- 637 Okunma
- 3 Yorum
- 0 Beğeni
AZMİN ZAFERİ 1
Saatin çalan sesiyle uyandı. Okul vakti gelmişti. İçini büyük bir huzur kapladı. Okula gitmek, değişik bir şeyler öğrenmek çok hoşuna gidiyordu. Hayallerinin mesleği olan bilgisayar mühendisliğine bir adım daha yaklaşıyordu. Hayatta tek bir amacı bilgisayar mühendisi olup kendine ait projelere imza atmaktı. Ama bir sorun vardı o da ailesinin ekonomik durumu idi. Memur çocuğu olduğu için zar zor geçiniyorlardı. Kendilerine ait bir evleri dahi yoktu. Şartlar böyleyken dershane ücreti, üniversite parasını babasının nasıl karşılayacağını kara kara düşünüp büyük bir umutsuzluk doluyordu içine.

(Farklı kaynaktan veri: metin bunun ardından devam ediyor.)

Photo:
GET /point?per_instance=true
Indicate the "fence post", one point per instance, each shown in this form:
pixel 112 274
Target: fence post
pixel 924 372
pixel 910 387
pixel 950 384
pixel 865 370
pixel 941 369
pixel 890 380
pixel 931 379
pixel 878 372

Kapıyı açıp banyoya doğru giderken uzun dalgalı saçlarıyla bir peri görür gibi oldu. Bu gördüğü dünyalar güzeli kızkardeşi idi. Gülümsüyerek günaydın derken o güzel saçlarını sevecen bir tavırla okşarken “günaydın dünya güzeli” dedi. Annesinin telaşla sesini duydu. Haydi çocuklar kahvaltıya, geç kalacaksınız okula. Annesi öğretmen babası memur idi. Herkes aynı anda evden çıktığı için sabahları büyük bir telaş yaşanıyordu.
“Ağabey geliyorum bekle” diyen kardeşinin sesini duydu. Okula beraber gidiyorlardı. Zaten kardeşi yanında olmadan hiçbir iş yapmazdı. İyi anlaşırlardı. “Tamam bekliyorum dünya güzeli” dedi. Sonra birlikte okula doğru yol aldılar. O zamanlarda hayat bu kadar kolay ve modern değildi. Servis gibi kolaylıklar olmadığı için öğrencilerin çoğu yürüyerek okula gider gelirlerdi. Sadece sınavları çok olduğu zaman otobüse binerlerdi. Onunda dışında hep yürürlerdi.

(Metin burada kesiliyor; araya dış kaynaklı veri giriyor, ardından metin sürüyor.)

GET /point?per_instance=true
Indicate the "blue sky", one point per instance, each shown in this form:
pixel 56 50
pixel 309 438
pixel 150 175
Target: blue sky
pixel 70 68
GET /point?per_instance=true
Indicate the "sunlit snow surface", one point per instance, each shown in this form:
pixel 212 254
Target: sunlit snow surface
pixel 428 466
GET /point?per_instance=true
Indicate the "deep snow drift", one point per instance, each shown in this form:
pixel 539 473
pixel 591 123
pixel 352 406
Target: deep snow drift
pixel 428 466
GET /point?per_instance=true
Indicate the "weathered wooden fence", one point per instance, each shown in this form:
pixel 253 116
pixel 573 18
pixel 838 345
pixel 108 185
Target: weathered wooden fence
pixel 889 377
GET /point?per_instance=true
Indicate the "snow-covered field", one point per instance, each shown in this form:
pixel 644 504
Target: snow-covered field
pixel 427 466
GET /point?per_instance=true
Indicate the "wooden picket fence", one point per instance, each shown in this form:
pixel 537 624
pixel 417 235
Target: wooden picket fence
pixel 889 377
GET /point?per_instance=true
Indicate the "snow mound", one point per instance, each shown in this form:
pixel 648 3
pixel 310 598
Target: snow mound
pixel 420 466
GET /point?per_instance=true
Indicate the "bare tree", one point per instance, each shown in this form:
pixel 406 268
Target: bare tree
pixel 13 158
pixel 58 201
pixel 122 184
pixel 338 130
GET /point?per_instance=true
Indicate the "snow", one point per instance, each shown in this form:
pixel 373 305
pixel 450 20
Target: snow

Günler böyle akıp gidiyordu. Gün geçtikçe dersler ağırlaşıyordu. Kendi derslerinin yanında kardeşine de yardım ediyordu. Annesi ve babasının çalışıyor olması onun görevini bir kat daha artırıyordu. Ağabey kardeş ders çalışırken birden telefon çaldı. Arayan babası idi. İş yerine kardeşini de alıp gelmesini söyledi, Annesi de yanındaydı.
Hazırlanıp apar topar evden çıktılar. Otobüse binip babasının işyerine gittiler. Meraklı gözlerle çevreye bakarken babası elini omzuna koyarak “seni dersaneye yazdıracağız” dedi. Ahmet babasına endişe dolu gözlerle bakınca babası bu bakışların ne anlama geldiğini anladı. “Sen merak etme yavrum. Biz annenle halletlik” dedi. Bana işyerinden ödül parası geldi. Onu vereceğiz. Maaşa hiç dokunmayacağız” deyince Ahmet’in gözleri ışıldadı birden.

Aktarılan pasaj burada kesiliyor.